Angela Sanchez ladled the beans onto a warm tortilla still bearing the imprints of her mother’s fingers. As she rolled it up and shoved it into her mouth like cane into a sugar press, her father beamed at her. Well, he didn’t exactly beam. He was a Spaniard. Pure Castilian, thin as a coach whip and twice as jovial. Beaming was foreign to him, but a spark of something like approval flickered in his obsidian eyes. The approval was not of Angela’s manners, but of her motives.
“See how eager the child is to go to school. I told you she would like it once she became accustomed to it.”
“I am not a child,” Angela mumbled around the tortilla and beans. “I am almost sixteen years old.” She was tall like her father, solidly built like her mother, and with a hauteur all her own.
“Daughter, have respect,” Angela’s mother murmured in Nahuatl.
Angela grabbed the satchel with her primer, slate, and lunch inside. She threw the satchel’s strap over one shoulder, and bolted past her.
“Feed the chickens before you go,” Don Miguel called after her.
“Quin tepan, Tahtli. Later, Father.” Angela knew that answering in Nahuatl instead of Spanish annoyed him. Her mother and all the workers and servants on her family’s small hacienda spoke Nahuatl. She couldn’t help but be fluent in it, so annoying him was a bonus.
This was late October but a warm breeze riffled her hair as she hurried down the long corridor. She waded through pools of early morning sunlight where the high arched openings framed the exuberance of the courtyard. Riots of bougainvillea vines and hibiscus bushes almost hid the big stone cistern there.
Heavy beams and an iron crosspiece barred the oaken doors, but she went out through the small portal cut into one of them. She found her bay mare where the stable boy had left her. Like Angela, the mare was a talker. She was small, chunky, and restless as a rat, but with good bones and a fine lineage.
Angela looped her satchel over the pommel and tugged on the cinch to make sure it was tight. She led the horse to the mounting block, pulled her long skirts up, and vaulted onto the mare’s back. With the hem of her dress riding above her scarred brown knees, she urged the mare into a canter under the canopy of eucalyptus trees lining the avenue to the house.
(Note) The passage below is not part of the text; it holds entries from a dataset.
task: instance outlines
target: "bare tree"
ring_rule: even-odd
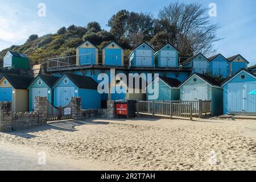
[[[209,9],[202,4],[175,2],[165,6],[158,14],[162,31],[168,40],[176,46],[184,56],[201,52],[207,56],[216,52],[213,43],[218,23],[212,22]]]

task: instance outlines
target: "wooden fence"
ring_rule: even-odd
[[[141,101],[137,102],[138,114],[180,117],[192,119],[193,115],[202,118],[203,114],[206,116],[210,114],[210,101]]]

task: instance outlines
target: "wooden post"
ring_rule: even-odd
[[[203,105],[202,105],[202,100],[199,100],[199,118],[202,118],[202,111],[203,111]]]
[[[192,104],[190,103],[190,119],[193,121],[193,110],[192,110]]]
[[[170,118],[172,119],[172,101],[170,102]]]
[[[139,118],[139,101],[136,100],[136,109],[137,110],[137,118]]]

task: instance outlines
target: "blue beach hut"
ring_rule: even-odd
[[[39,74],[28,86],[30,111],[34,110],[35,97],[47,97],[49,103],[53,103],[54,83],[59,79],[55,76]]]
[[[224,114],[256,115],[256,76],[242,68],[227,79],[224,89]]]

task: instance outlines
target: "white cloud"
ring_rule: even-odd
[[[0,50],[23,44],[31,34],[42,36],[54,32],[61,24],[54,19],[38,16],[38,7],[31,10],[19,6],[0,6]]]

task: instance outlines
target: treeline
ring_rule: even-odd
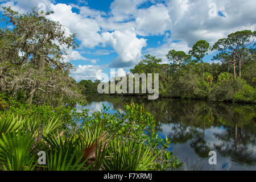
[[[158,73],[160,97],[255,103],[255,33],[230,34],[212,47],[199,40],[188,55],[171,50],[166,55],[170,64],[161,64],[161,59],[147,55],[130,72],[153,76]],[[212,59],[217,61],[204,63],[210,51],[217,51]]]
[[[3,9],[8,26],[0,29],[0,93],[30,105],[84,101],[69,76],[75,67],[65,61],[65,50],[77,47],[75,35],[67,36],[59,22],[34,10],[20,14]]]

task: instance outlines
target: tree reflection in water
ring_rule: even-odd
[[[221,160],[220,163],[232,163],[231,169],[256,169],[255,105],[97,96],[89,100],[88,106],[93,102],[108,102],[113,111],[124,110],[125,103],[131,100],[144,104],[155,116],[156,130],[167,135],[174,148],[181,147],[178,156],[188,153],[188,155],[208,160],[209,152],[213,150]],[[187,151],[183,151],[183,148]],[[198,160],[192,158],[192,160]],[[209,165],[205,166],[203,169]]]

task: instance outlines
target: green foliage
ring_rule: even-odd
[[[184,98],[205,99],[209,90],[209,84],[203,77],[189,72],[172,80],[170,87],[171,97]]]
[[[0,163],[6,170],[28,171],[35,167],[33,135],[27,131],[2,133],[0,138]]]
[[[256,89],[246,85],[241,91],[237,92],[234,96],[234,100],[237,102],[256,102]]]
[[[114,139],[110,142],[108,152],[110,156],[104,162],[107,171],[148,171],[154,166],[155,157],[142,143]]]
[[[86,110],[11,104],[18,106],[0,118],[2,169],[167,170],[181,165],[166,150],[170,142],[159,138],[143,105],[131,103],[113,115],[104,106],[89,115]],[[38,164],[39,151],[46,152],[46,166]]]
[[[231,81],[233,79],[232,74],[228,72],[221,73],[218,77],[218,82]]]

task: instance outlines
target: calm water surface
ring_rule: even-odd
[[[212,103],[178,99],[149,101],[131,97],[97,96],[78,109],[114,114],[133,100],[155,116],[156,131],[172,140],[173,151],[191,170],[256,170],[255,105]],[[208,163],[217,153],[217,165]],[[195,164],[196,163],[196,164]]]

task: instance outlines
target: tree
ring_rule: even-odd
[[[4,19],[13,30],[0,31],[0,91],[16,96],[22,92],[31,105],[46,100],[81,98],[69,76],[74,66],[65,61],[65,49],[75,48],[75,35],[66,35],[59,23],[40,16],[34,10],[19,14],[3,7]],[[49,14],[49,13],[47,13]]]
[[[150,55],[145,55],[145,58],[142,59],[134,69],[131,69],[132,73],[158,73],[159,64],[162,62],[162,59],[156,58],[155,56]]]
[[[212,50],[220,52],[214,59],[224,59],[233,67],[234,78],[236,78],[236,65],[238,63],[239,76],[241,77],[241,61],[243,59],[245,51],[250,46],[255,47],[255,32],[249,30],[237,31],[228,35],[228,38],[221,39],[212,47]]]
[[[204,76],[204,61],[203,59],[204,57],[208,55],[207,52],[210,48],[209,43],[206,40],[201,40],[196,42],[196,43],[193,46],[192,49],[189,51],[189,53],[193,57],[195,57],[197,61],[200,61],[202,64],[202,74]]]
[[[238,60],[239,77],[241,77],[241,61],[243,59],[243,55],[246,48],[249,47],[254,43],[256,31],[252,32],[250,30],[243,30],[237,31],[235,33],[230,34],[228,35],[228,38],[231,40],[232,47],[236,49],[237,56]]]
[[[187,55],[184,51],[176,51],[174,49],[169,51],[166,55],[168,60],[172,61],[172,65],[179,69],[179,76],[180,75],[181,67],[191,60],[191,56]]]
When she came within sight of the nine men and the yoked mule teams she slowed to a walk. She didn’t want them to think she had been hurrying to catch up with them. At the sound of her mare’s hoofbeats they fell silent. Her father had always been fair and generous with his workers. He even sympathized with General Emiliano Zapata’s renewed rebellion, but men will be human. Angela suspected they had been arguing about how they would divide her father’s estate among themselves when Zapata forced President Madero to make good on his promises of land reform.
Angela didn’t see what any of it had to do with her. The intrigues of Mexico City might as well take place on the moon for all the difference it made out here. She hiked her skirts higher and reined her mare alongside eighteen-year-old Antonio Perez.
“Ujulé, Ugly,” she said in Nahuatl, “Is it true that God made the mule to give the Indian a rest?”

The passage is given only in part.